More shocking than the non-gold-digging women, however, were the men. Who were hot. And socially well adjusted. With M bottoms. Basically, they were older guys, often divorced, who were serious about getting married and having kids and hated dating. Ironically, because of all the gold diggers. A divorced real estate developer told me, "My first reaction was, I'd never pay $20,000 for a date. Then I thought about what I normally spend $20,000 on." I was falling in love.

People were really honest. The developer said that not only did his marriage become sexless after he and his wife had children, but she refused for more than 10 years to go on vacation without the kids. He also said he liked Brazilian butts.

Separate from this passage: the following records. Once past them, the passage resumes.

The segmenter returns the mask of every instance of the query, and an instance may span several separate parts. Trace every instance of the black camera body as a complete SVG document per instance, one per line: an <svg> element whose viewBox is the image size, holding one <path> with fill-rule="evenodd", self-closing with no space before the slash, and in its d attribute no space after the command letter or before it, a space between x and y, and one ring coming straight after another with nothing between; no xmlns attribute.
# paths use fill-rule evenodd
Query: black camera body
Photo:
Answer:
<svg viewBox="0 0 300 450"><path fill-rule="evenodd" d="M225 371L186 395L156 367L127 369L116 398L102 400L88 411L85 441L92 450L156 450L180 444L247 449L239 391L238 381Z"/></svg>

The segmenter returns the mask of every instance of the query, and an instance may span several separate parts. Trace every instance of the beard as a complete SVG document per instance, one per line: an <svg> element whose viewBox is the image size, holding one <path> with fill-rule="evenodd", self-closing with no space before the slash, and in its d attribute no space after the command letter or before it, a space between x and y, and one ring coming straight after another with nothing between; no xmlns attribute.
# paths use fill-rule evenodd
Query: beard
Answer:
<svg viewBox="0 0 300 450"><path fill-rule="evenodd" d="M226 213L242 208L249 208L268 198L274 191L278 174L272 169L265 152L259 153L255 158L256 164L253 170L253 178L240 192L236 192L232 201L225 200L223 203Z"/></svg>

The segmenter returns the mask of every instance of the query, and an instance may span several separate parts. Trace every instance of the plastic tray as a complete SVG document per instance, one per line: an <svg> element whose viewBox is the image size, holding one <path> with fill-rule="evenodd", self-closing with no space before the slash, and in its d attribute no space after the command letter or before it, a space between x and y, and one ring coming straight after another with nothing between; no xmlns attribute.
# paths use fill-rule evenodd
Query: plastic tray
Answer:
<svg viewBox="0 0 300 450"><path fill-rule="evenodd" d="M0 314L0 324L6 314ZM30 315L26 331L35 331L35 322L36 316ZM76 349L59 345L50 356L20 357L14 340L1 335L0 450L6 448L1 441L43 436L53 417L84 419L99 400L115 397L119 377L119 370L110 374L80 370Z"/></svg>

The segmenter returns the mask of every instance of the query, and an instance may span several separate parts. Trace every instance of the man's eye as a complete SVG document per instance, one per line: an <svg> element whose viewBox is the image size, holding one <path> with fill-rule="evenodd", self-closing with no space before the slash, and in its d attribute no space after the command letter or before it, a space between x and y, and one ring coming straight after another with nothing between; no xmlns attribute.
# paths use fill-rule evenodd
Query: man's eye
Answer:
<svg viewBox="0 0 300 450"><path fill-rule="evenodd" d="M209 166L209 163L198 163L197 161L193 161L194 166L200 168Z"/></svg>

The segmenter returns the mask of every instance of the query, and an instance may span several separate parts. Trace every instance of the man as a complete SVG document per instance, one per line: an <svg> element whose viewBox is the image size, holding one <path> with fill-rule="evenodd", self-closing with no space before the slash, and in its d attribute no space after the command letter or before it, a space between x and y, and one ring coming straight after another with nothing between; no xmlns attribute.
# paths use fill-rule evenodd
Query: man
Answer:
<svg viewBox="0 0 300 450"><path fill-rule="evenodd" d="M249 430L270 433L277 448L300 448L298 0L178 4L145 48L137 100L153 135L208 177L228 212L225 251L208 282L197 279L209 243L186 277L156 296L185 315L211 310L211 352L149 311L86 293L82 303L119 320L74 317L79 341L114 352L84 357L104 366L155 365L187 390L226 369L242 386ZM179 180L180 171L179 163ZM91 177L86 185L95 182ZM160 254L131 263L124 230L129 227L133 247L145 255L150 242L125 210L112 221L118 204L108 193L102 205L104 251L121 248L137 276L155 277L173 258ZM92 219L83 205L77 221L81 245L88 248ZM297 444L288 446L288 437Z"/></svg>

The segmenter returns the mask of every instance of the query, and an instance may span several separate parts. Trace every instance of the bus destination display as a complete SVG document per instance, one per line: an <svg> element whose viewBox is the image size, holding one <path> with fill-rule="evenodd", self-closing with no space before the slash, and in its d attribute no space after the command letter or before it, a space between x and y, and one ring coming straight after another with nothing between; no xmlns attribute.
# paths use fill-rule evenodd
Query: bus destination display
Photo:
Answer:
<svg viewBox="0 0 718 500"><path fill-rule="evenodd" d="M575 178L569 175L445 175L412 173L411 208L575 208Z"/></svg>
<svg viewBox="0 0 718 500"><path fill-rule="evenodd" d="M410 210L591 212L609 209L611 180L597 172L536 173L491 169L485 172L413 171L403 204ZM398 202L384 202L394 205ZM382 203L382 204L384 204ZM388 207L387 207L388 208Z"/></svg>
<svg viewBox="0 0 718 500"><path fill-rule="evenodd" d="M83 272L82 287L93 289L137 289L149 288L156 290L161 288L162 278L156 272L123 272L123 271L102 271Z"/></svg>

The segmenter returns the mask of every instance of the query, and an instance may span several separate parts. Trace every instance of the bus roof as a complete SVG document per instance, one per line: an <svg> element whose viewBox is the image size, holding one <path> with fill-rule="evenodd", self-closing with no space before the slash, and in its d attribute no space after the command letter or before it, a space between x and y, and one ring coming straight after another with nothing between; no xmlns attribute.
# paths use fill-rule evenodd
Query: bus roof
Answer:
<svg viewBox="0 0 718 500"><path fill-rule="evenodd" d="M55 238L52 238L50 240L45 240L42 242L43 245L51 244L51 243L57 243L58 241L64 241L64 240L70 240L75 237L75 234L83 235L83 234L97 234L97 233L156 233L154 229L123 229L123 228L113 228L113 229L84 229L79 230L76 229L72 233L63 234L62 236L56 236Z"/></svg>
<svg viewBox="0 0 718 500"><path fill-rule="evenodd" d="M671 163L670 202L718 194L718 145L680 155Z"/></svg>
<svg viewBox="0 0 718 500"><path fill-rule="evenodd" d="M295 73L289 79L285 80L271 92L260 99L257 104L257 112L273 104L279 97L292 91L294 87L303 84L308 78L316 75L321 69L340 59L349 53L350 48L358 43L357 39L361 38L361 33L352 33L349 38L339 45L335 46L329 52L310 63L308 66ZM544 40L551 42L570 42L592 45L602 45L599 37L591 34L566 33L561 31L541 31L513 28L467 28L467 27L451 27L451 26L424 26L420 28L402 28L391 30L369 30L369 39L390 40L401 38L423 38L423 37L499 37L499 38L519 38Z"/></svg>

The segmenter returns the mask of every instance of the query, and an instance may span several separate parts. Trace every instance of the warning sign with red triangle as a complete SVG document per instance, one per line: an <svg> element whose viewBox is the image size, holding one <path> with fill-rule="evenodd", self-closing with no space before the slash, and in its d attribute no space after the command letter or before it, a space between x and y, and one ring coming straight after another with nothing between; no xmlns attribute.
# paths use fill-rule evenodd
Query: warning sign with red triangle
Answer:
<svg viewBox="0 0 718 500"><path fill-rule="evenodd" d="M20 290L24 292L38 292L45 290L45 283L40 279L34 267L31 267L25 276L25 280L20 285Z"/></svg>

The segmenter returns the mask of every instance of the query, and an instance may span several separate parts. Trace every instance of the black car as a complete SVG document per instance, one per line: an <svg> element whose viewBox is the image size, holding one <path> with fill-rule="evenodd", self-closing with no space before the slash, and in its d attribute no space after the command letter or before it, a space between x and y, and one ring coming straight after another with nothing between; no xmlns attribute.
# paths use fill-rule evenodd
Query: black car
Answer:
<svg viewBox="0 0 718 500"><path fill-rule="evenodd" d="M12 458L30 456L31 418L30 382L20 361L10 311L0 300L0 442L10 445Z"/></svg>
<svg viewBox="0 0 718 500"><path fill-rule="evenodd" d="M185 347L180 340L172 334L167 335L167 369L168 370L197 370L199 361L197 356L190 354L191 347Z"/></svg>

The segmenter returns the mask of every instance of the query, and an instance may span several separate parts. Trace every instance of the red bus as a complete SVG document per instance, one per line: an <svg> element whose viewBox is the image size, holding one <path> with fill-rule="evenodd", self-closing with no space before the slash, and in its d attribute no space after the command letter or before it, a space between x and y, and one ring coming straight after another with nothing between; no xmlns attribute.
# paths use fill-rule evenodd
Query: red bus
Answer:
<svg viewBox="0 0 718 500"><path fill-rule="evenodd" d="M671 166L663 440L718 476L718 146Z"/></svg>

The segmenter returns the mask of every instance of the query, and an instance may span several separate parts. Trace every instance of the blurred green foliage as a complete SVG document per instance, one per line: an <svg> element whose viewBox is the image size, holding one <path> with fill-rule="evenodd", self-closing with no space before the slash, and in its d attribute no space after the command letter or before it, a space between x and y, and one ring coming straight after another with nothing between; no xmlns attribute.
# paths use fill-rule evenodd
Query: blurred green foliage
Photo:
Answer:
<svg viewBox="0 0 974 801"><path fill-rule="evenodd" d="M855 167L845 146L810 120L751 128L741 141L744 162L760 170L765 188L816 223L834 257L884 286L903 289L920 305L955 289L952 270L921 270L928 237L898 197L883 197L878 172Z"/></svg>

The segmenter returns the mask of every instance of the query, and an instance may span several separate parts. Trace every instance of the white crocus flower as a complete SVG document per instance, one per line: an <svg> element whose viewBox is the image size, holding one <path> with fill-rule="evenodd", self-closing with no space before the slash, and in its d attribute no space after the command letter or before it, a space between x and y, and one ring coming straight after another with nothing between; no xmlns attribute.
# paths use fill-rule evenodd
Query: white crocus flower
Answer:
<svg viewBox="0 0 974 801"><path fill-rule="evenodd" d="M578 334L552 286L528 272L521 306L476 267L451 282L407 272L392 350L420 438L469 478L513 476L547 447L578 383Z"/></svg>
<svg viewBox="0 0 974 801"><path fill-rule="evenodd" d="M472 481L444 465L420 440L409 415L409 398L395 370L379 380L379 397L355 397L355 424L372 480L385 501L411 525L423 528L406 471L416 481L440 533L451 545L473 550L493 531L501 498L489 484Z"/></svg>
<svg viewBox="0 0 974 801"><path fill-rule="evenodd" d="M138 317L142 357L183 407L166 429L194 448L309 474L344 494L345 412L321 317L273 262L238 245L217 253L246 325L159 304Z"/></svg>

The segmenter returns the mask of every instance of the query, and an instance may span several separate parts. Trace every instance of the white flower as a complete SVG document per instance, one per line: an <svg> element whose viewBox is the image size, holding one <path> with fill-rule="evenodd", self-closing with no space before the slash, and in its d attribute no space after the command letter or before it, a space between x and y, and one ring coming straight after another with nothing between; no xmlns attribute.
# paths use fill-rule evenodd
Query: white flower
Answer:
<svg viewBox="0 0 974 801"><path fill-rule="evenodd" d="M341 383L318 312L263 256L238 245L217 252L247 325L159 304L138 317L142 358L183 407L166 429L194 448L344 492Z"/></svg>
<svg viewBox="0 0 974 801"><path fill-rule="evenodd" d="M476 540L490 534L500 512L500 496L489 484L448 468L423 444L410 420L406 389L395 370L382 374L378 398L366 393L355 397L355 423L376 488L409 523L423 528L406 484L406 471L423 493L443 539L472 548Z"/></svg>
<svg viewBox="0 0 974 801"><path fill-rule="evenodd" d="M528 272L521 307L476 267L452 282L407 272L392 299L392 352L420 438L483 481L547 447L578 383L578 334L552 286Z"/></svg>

The next morning, I went back to the office, sure of which woman to set the developer up with. But Barbie and Nicole were positive I was going to suggest this other woman since she and the developer both had kids and she was South American with an L butt. They accused me of being attracted to the woman I was suggesting, which, while true, deeply offended my professionalism after a long day of staring at women as they walked away.

I agreed to go with their professional opinion. But I had trouble sleeping that night, thinking I was cheating two people out of true love and one person out of $20,000. Yes, the woman was missing lots of things on his wish list — like an L butt — but they had similar temperaments, shared a sense of quiet confidence, and seemed as though they would banter and go on adventures and challenge each other. Barbie was so impressed by my dedication that she said she would give my choice a shot. They've been on six dates so far. If I have to write a speech for their wedding, I'm going to be pissed.